Personally I need my tyres to work in all winter conditions, good winters well in dry and wet conditions, not just when it snows or when it is quite cold. It rains in Scotland most of winter and we get a couple of weeks snow at most, given that my winter tyres are on from October to April the sensible choice in my opinion is to cover over the conditions which will be the case 90% of the time which happens to be cold and wet.
All winter tyres are going to grip to some extent in snow otherwise they wouldn't get the M+S marking.

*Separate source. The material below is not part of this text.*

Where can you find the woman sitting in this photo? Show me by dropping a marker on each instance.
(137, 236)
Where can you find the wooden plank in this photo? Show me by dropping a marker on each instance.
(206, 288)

I'd also not agree that the winter tyre tests in magazines are not that representative as they test in the popular size and not always on a high performance car. Here's an example:
http://www.evo.co.uk/features/features/ ... tyres.html and see at the bottom what is said about budget option:
"A winter tyre – even an inexpensive one – will keep you moving in snowy conditions well after a summer tyre has slithered to a halt. Our lowest scoring winter, the Linglong, substantially outperforms our summer tyre on the white stuff. Our test results showed that
it’s not a great performer when the roads are wet and cold, or dry, and its feel is poor too, being described as ‘floaty’ in snow, ‘treacherous’ in the wet and ‘sloppy’ and ‘slow-witted’ in the dry."
So given our roads are mostly wet and cold during the winter I'll be keeping away from the budgets. Don't get me wrong we all have a budget we have to keep to and I'm not made of money but this is just how I prioritise where I spend the cash.